At the December 2010 elections Labor was defeated by a Liberal National coalition lead by Ted Bailleu and Brumby resigned from Parliament on the 21st of December 2010. His career since has included government, business and academic board appointments including that of Chairman of the Council of Australian Governments Reform Council.

The Artist and the Portrait

Juan Ford b. 1973 –

Artist Juan Ford was born in Melbourne and studied at RMIT University in Melbourne, graduating in 2001 with a Masters of Fine Art. He has exhibited widely in Australia and internationally including over 25 solo exhibitions and participation in over 80 group exhibitions.
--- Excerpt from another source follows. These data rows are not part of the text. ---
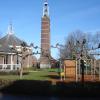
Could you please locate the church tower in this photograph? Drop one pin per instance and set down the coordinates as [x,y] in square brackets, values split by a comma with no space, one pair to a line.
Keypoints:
[45,37]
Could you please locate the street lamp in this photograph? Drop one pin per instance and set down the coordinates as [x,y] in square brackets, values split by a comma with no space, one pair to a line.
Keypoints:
[58,47]
[81,58]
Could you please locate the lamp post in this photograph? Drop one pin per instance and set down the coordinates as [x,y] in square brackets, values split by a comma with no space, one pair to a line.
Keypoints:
[58,47]
[82,66]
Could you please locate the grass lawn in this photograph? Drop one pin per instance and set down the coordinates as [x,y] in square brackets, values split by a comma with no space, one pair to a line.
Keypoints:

He has been the recipient of many prestigious awards and prizes including the 2010 Basil Sellers Art Prize - People’s Choice Award, the Australia Council Studio Residency in Rome, the 2004 Fletcher Jones Contemporary Art Prize Winner, and he was a finalist in the 2012 Archibald Portrait Prize.
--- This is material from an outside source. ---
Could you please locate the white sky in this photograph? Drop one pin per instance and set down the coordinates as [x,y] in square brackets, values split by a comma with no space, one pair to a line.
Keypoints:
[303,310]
Ford is well regarded for his portraiture and commissioned portraits include: Ms Sylvia Walton AO, Latrobe University Chancellor, Professor Jeremy Ellis, Chancellor Monash University, Professor Andrew Coates, Sydney University Deputy Vice Chancellor and Professor Richard Larkins AO Monash University Vice Chancellor. His work is included in significant collections including the National Gallery of Victoria and private collections worldwide.

On painting John Brumby, Juan Ford commented:
‘Meeting John Brumby for the first time, in the hallowed Stranger’s Corridor, was a pleasant experience. From the very beginning I found him likable and hospitable. He is approachable and affable, while undeniably possessing a first-rate intellect. Our subsequent meetings and portrait sittings became occasions I looked forward to with anticipation. He is easy to work with, and engaging company.
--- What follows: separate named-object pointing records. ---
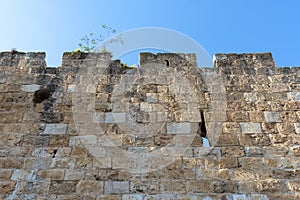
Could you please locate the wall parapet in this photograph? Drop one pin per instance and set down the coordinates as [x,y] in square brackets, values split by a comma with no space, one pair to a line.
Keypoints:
[89,128]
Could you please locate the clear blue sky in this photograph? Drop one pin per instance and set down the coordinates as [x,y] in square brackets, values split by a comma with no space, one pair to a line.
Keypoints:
[220,26]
Going back and forth from my small and sometimes untidy studio to the Victorian Parliament and Treasury buildings was certainly an exercise in contrast. However, what could have been a daunting experience was instead an inclusive one. I was able to sense that in contributing this portrait, I was in my own small way contributing to Victoria. This understanding underscored what a rare privilege having an artistic practice can be.’